NCAA: Syracuse rolls over Stephen F. Austin 59-44

By TIM REYNOLDS
AP Sports Writer

MIAMI — Exactly five years after its last NCAA tournament win, Syracuse took a dominant route back to the second round.

Jonny Flynn scored 16 points, Rick Jackson and Arinze Onuaku each added 12 and the third-seeded Orange cruised past NCAA first-timer Stephen F. Austin 59-44 Friday in a South regional matchup.

Syracuse (27-9) ran out to a 20-4 lead, never letting the Southland Conference champions get anything going, and will meet either Arizona State or Temple in Sunday's second round.

Benson Akpan led Stephen F. Austin (24-8) with 12 points, with Nick Shaw adding 10. The Lumberjacks missed 12 of their first 13 shots, and didn't connect from 3-point range until Walt Harris hit from the left wing with 11:25 remaining — on their 16th try from beyond the arc.

They finished 2-for-21 from 3-point range, and that played perfectly into Syracuse's hands.

By the end, the only drama remaining was if Syracuse would turn in its best defensive showing in NCAA history.
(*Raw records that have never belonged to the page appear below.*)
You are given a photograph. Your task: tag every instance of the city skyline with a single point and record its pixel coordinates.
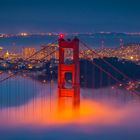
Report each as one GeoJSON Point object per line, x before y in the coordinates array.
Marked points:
{"type": "Point", "coordinates": [69, 16]}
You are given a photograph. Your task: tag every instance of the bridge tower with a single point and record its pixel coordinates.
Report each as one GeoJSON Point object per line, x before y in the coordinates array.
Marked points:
{"type": "Point", "coordinates": [73, 68]}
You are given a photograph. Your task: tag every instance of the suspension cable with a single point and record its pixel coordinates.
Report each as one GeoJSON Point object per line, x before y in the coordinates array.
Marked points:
{"type": "Point", "coordinates": [109, 64]}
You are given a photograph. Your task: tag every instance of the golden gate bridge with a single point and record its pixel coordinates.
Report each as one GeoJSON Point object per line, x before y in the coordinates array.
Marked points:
{"type": "Point", "coordinates": [74, 68]}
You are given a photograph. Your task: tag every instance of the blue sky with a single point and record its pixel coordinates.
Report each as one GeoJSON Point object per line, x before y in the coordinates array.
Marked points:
{"type": "Point", "coordinates": [69, 15]}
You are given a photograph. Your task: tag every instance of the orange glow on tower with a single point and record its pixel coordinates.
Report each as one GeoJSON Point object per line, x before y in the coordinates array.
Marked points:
{"type": "Point", "coordinates": [73, 68]}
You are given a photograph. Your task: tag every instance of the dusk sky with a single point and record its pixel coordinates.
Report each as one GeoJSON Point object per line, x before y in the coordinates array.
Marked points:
{"type": "Point", "coordinates": [69, 15]}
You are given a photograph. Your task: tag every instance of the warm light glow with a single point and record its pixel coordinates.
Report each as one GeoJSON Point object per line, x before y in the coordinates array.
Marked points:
{"type": "Point", "coordinates": [61, 35]}
{"type": "Point", "coordinates": [24, 34]}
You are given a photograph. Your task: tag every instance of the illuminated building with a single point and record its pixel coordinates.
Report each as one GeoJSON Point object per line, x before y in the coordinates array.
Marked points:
{"type": "Point", "coordinates": [27, 52]}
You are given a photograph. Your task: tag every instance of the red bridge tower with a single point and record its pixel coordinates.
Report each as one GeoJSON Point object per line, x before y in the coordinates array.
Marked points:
{"type": "Point", "coordinates": [72, 68]}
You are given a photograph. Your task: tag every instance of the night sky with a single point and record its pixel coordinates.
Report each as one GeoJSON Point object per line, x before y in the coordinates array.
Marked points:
{"type": "Point", "coordinates": [69, 16]}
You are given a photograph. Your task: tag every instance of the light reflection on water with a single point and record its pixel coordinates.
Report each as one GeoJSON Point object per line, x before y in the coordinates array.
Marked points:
{"type": "Point", "coordinates": [101, 111]}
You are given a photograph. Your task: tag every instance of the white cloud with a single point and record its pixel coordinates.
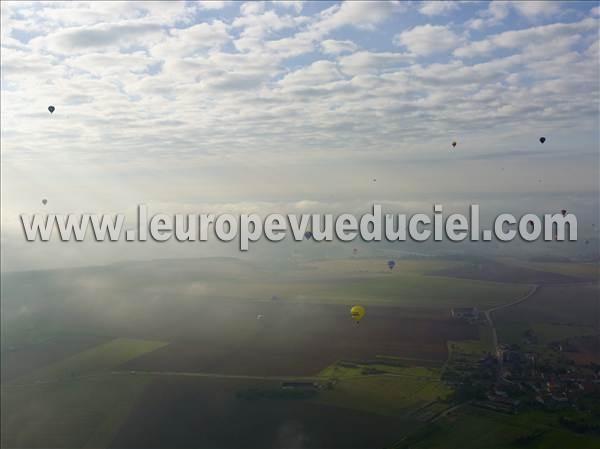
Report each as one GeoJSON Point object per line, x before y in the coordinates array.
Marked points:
{"type": "Point", "coordinates": [427, 39]}
{"type": "Point", "coordinates": [334, 47]}
{"type": "Point", "coordinates": [534, 10]}
{"type": "Point", "coordinates": [437, 8]}
{"type": "Point", "coordinates": [212, 5]}
{"type": "Point", "coordinates": [296, 5]}
{"type": "Point", "coordinates": [363, 62]}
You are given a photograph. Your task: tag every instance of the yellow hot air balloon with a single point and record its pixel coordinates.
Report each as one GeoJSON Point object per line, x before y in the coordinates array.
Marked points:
{"type": "Point", "coordinates": [357, 312]}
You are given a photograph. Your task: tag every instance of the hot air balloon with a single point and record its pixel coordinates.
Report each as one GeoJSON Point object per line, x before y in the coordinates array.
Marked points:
{"type": "Point", "coordinates": [357, 312]}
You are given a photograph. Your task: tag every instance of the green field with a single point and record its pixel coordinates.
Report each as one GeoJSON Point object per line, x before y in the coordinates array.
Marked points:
{"type": "Point", "coordinates": [475, 428]}
{"type": "Point", "coordinates": [84, 399]}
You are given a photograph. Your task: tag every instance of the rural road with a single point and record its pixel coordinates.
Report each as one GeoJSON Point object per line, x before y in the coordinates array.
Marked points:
{"type": "Point", "coordinates": [488, 316]}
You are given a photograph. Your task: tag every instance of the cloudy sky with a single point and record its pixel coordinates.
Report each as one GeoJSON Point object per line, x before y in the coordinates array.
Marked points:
{"type": "Point", "coordinates": [284, 106]}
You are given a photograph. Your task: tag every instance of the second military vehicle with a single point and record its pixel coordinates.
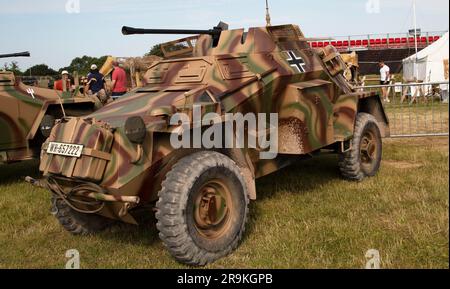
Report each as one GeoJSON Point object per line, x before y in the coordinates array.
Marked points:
{"type": "Point", "coordinates": [126, 158]}
{"type": "Point", "coordinates": [27, 114]}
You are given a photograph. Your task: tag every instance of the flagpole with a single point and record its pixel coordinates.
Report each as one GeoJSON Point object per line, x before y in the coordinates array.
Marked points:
{"type": "Point", "coordinates": [267, 14]}
{"type": "Point", "coordinates": [416, 70]}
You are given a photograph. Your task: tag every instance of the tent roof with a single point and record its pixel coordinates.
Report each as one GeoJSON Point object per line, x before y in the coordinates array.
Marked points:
{"type": "Point", "coordinates": [438, 49]}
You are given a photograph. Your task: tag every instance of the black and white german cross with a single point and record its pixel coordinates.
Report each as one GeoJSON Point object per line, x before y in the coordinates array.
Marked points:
{"type": "Point", "coordinates": [296, 61]}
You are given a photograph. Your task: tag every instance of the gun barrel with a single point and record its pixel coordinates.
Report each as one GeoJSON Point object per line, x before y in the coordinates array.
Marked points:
{"type": "Point", "coordinates": [21, 54]}
{"type": "Point", "coordinates": [130, 31]}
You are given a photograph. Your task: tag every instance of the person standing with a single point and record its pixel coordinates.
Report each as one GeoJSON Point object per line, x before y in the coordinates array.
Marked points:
{"type": "Point", "coordinates": [385, 78]}
{"type": "Point", "coordinates": [119, 81]}
{"type": "Point", "coordinates": [96, 84]}
{"type": "Point", "coordinates": [58, 85]}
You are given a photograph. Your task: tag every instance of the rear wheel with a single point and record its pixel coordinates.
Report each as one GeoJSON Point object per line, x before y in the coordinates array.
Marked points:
{"type": "Point", "coordinates": [364, 158]}
{"type": "Point", "coordinates": [202, 208]}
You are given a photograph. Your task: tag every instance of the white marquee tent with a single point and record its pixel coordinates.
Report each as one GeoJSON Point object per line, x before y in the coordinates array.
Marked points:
{"type": "Point", "coordinates": [430, 63]}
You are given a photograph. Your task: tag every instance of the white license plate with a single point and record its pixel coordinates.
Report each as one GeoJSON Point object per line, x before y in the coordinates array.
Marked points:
{"type": "Point", "coordinates": [65, 149]}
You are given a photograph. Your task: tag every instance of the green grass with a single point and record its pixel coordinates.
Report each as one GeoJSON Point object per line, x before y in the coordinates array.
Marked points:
{"type": "Point", "coordinates": [306, 217]}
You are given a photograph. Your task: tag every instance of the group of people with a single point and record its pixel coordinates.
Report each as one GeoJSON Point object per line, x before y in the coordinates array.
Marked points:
{"type": "Point", "coordinates": [94, 83]}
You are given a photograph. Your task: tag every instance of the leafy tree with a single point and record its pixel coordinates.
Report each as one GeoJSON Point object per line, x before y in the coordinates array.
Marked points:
{"type": "Point", "coordinates": [83, 64]}
{"type": "Point", "coordinates": [156, 50]}
{"type": "Point", "coordinates": [14, 67]}
{"type": "Point", "coordinates": [40, 70]}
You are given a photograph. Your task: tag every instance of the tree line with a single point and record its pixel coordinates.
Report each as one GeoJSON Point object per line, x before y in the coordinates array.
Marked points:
{"type": "Point", "coordinates": [80, 64]}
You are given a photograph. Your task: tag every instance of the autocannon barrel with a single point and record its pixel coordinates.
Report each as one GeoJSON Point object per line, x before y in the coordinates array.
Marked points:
{"type": "Point", "coordinates": [130, 31]}
{"type": "Point", "coordinates": [21, 54]}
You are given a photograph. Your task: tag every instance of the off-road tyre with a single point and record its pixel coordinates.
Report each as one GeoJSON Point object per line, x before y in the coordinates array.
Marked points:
{"type": "Point", "coordinates": [189, 238]}
{"type": "Point", "coordinates": [78, 223]}
{"type": "Point", "coordinates": [364, 158]}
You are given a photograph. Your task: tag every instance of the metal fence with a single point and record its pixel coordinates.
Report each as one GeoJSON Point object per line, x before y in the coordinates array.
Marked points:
{"type": "Point", "coordinates": [415, 109]}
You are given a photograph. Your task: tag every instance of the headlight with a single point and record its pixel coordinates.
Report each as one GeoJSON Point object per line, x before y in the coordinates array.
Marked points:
{"type": "Point", "coordinates": [135, 129]}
In 80 games, Syracuse's all-time low for NCAA points allowed was 43 against Princeton in 1992 — and Jereal Scott made sure it stayed that way, hitting two free throws for the Lumberjacks with 12.9 seconds left to close the scoring.

Syracuse's 2-3 zone frustrated the Lumberjacks from the outset. Stephen F. Austin didn't score on any of the first six possessions where it tried to score from the post; combine that with the frigid shooting from the outside, and the Lumberjacks' first NCAA trip was destined to be a short one.

That, and they didn't have any answer for Jackson and Onuaku inside.

The Lumberjacks didn't get on the floor from their final pre-game locker room chat until about 1 minute before the starting lineups were announced.

Considering the way the opening minutes went, they might have wanted to head back into their dressing room quickly.

Jackson set the tone immediately, blocking Matt Kingsley's shot on the first possession of the game, then setting up Onuaku with a pass from the high post for an easy score that got the Orange on the board a few seconds later.

If there was any hope for another 14-over-3-seed upset like the one Southland member Northwestern State pulled over Iowa three years ago, it quickly vanished.

Flynn got his first score with 17:06 left in the half, making it 6-0, then took his spot atop the Syracuse zone, clapped his hands three times and yelled to no one in particular, "Turn it up."

The Orange responded.

Playing without top reserve Kristof Ongenaet — sidelined by a flu bug that hit some members of the Syracuse travel party — the Orange were still never threatened. Harris and Jackson were too big for the Lumberjacks to handle, Flynn freed himself from defenders several times with an array of crossover dribbles and ball fakes, and Syracuse led by 26 early in the second half.

Stephen F. Austin led the nation in 3-point field goal defense this year, and lived up to that billing. The Orange were 2-for-16 from long range, plus committed 21 turnovers to the Lumberjacks' six.

It didn't matter, thanks to a 51-32 edge in rebounding and holding Stephen F. Austin to 25 percent shooting on the afternoon.